Der Antrag, mit dem im Wege der einstweiligen Anordnung die vorläufige Zulassung zum Studium der Rechtswissenschaft an der Antragsgegnerin ab Wintersemester 1997/98 begehrt wird, hat keinen Erfolg. ist nämlich durch die Zentralstelle für die Vergabe von Studienplätzen (ZVS) mit Bescheid vom 2. September 1997 ein endgültiger Studienplatz in diesem Studiengang an der Universität Frankfurt/Oder zugewiesen worden, an der das angestrebte Studium absolvieren kann. Nach der Rechtsprechung der Berliner Verwaltungsgerichte steht Bewerbern, die einen Platz in einem zulassungsbeschränkten Studiengang innehaben und lediglich an einer anderen Universität oder einem anderen Studienort studieren wollen, ein Anspruch auf Zuteilung eines Studienplatzes außerhalb der festgesetzten Aufnahmekapazität grundsätzlich nicht zu, da sie ihr Recht der freien Berufswahl aus Art. 12 Abs. 1 GG bereits verwirklichen können (vgl. z.B. die Beschlüsse des OVG Berlin vom 27. Juni 1984 - OVG 2 S.26.84 - , vom 9. Juni 1987 - OVG 5 S.25.87 - und vom 21. April 1995 - OVG 7 S.213.94). Dies gilt auch, wenn ein Zulassungsbescheid ergangen ist, der Studienplatz aber - wegen eines abweichenden Ortswunsches - nicht angenommen wurde; durch die Nichtannahme des Studienplatzes kann der Bewerber seine rechtliche Situation gegenüber denjenigen, die den Studienplatz trotz eines abweichenden Ortswunsches annehmen, nicht verbessern. Wenn ein Bewerber mit dem von der ZVS zugewiesenen Studienort nicht einverstanden ist, kann er - entsprechend der erteilten Rechtsmittelbelehrung - gegen den Zulassungsbescheid der ZVS Klage bei dem örtlich zuständigen Verwaltungsgericht Gelsenkirchen erheben und ggf. gleichzeitig vorläufigen Rechtsschutz beantragen.

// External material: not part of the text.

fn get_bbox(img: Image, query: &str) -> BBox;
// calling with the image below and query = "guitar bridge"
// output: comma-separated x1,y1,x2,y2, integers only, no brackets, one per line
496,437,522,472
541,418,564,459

Dort kann dargelegt werden, daß die ZVS bei der Zulassungsentscheidung, die hier im Rahmen des Allgemeinen Auswahlverfahrens nach den §§ 9 ff der Vergabeverordnung - VergabeVO - zu treffen ist, die geltend gemachten Gründe für die Zuweisung eines bestimmten Studienortes (siehe Art. 11 Abs. 1 Satz 2, 10 Abs. 2 des Staatsvertrags über die Vergabe von Studienplätzen i. V. m. §§ 11 Abs. 3 , 8 VergabeVO) nicht oder nicht hinreichend berücksichtigt hat (so schon die 12. Kammer des Verwaltungsgerichts in ihrem Beschluß vom 2. Oktober 1997 - VG 12 A 941.97).

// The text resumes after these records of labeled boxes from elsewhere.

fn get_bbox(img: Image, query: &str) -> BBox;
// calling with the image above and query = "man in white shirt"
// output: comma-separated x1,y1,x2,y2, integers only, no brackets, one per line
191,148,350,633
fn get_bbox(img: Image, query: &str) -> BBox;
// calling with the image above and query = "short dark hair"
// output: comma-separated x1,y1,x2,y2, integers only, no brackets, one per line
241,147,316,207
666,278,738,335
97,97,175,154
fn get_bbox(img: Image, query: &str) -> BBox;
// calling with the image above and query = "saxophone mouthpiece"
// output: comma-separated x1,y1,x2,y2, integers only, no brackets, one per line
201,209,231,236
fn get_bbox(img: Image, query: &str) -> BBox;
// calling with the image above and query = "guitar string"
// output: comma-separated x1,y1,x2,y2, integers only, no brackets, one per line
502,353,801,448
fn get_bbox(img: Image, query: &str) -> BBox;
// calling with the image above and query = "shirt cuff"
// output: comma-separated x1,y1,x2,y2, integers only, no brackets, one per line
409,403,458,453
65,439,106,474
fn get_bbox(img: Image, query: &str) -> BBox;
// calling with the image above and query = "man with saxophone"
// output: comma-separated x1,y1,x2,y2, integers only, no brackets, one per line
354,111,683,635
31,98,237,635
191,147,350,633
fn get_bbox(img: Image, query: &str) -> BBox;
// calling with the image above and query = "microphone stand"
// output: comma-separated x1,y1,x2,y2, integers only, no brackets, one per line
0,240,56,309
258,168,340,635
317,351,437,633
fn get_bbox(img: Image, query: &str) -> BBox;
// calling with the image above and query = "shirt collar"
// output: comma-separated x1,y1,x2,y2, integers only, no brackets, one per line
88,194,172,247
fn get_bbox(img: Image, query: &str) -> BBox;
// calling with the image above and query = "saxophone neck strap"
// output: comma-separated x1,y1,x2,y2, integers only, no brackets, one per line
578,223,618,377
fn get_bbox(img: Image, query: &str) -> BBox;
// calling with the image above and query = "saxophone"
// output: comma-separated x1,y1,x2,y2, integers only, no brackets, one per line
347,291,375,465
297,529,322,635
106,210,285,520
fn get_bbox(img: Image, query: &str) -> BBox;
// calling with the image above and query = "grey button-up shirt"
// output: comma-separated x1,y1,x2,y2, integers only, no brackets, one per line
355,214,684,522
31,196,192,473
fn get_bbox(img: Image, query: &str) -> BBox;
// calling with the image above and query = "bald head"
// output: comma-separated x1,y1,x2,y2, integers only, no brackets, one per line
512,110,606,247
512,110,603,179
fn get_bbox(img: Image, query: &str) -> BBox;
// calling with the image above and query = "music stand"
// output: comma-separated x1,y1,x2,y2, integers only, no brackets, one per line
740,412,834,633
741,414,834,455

Härtegründe können hier zu keiner anderen Entscheidung (Überprüfung der Aufnahmekapazität, ggf. Zuweisung eines Überkapazitätsplatzes) führen, da auch sie nur im Verfahren gegen die ZVS geltend gemacht werden können.

Die Kostenentscheidung beruht auf § 154 Abs. 1 VwGO; die Streitwertfestsetzung auf den §§ 13 Abs. 1 Satz 2, 20 Abs. 3 GKG.